The quasi-isometry $\tilde{h}$ from the hyperbolic space $\mathbb{H}^3$ to itself extends to a self-homeomorphism of the Gromov boundary $\partial \mathbb{H}^3$:

This is a standard construction which holds for any quasi-isometry between hyperbolic spaces in the sense of Gromov: the boundary extension is defined by $\partial\tilde{h}([\gamma]) = [\tilde{h} \circ \gamma]$, and Gromov hyperbolicity is used to show that this map is a well-defined homeomorphism; roughly speaking, the idea is that quasi-isometries are like “biLipschitz maps for far-sighted people”, and at the boundary at infinity, the uniformly bounded distortions become all but invisible.

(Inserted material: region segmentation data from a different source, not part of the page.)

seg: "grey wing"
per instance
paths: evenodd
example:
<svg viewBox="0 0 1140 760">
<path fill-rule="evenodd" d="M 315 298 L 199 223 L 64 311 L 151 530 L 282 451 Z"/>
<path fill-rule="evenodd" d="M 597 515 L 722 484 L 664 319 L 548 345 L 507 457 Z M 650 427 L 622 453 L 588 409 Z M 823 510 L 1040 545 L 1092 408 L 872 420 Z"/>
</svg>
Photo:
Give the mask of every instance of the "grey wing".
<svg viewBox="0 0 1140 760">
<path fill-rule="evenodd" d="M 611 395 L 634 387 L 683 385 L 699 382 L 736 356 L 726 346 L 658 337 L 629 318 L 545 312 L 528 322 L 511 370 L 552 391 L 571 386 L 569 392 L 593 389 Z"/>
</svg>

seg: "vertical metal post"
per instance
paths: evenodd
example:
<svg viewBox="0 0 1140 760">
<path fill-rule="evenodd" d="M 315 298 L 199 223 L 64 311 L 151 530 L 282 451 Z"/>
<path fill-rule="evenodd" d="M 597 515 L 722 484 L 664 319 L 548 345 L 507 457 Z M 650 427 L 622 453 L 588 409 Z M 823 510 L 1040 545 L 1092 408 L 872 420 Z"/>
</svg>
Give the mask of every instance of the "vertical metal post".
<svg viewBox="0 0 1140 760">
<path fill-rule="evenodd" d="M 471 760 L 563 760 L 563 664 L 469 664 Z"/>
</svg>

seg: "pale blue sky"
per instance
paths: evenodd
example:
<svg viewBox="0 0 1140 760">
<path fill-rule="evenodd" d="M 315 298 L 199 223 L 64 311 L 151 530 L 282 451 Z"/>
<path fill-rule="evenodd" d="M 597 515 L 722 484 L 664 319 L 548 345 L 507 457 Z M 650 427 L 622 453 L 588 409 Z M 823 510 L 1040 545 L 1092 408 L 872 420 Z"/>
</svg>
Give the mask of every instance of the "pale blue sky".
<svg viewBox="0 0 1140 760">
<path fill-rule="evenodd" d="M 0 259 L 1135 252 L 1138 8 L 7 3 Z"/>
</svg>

### Step 2: boundary map is quasiconformal

Now we claim that $\partial\tilde{h}: \hat{\mathbb{C}} \to \hat{\mathbb{C}}$ is quasiconformal.

This follows e.g. from the following geometric lemma: if L is a geodesic and P a totally-geodesic hyperbolic plane in $\mathbb{H}^3$ with $L \perp P$, then $\mathrm{diam}(\pi_{\hat(L)}(\tilde{h}(P)) \leq D$ for some constant D depending only on the quasi-isometry constants of $\tilde{h}$. (Here $\hat{L}$ is the unique geodesic uniformly close to the quasigeodesic $\tilde{h}(L)$.)

The proof of the lemma uses three key ingredients from the geometry of hyperbolic space: thinness of ideal triangles, quasigeodesic stability—which says that the image of any geodesic segment by a quasi-isometry is uniformly (depending only on the quasi-isometry constants) close to the actual geodesic with the same endpoints, which we will call the “straightening” of the quasigeodesic—, and the (1-)Lipschitz property of projection to a geodesic.

Let $x \in L \cap P$ be the unique point of intersection. If $y \in P$, let z be the point in $\partial_\infty P$ corresponding to the ray from x through y. Now consider the ideal triangle with L as one of its sides and as the third vertex. h(x) is uniformly close to the images of the two sides ending at z , and also to straightenings $\bar{M_1},\bar{ M_2}$ thereof; since projection to a geodesic is Lipschitz, the projection of h(x) to the straightening $\hat{L}$ of the quasigeodesic h(L) is uniformly close to the projections of $\bar{M_1}, \bar{M_2}$.

But now the image of the geodesic ray [x, z] lies uniformly close to some geodesic ray, whose projection onto $\bar{L}$ lies between the projections of h(x) and h(z). Hence any point on this geodesic ray has image which projects between h(x) and h(z); again using the Lipschitz property of the projection, we obtain uniform bounds on the diameter we are trying to control, as desired.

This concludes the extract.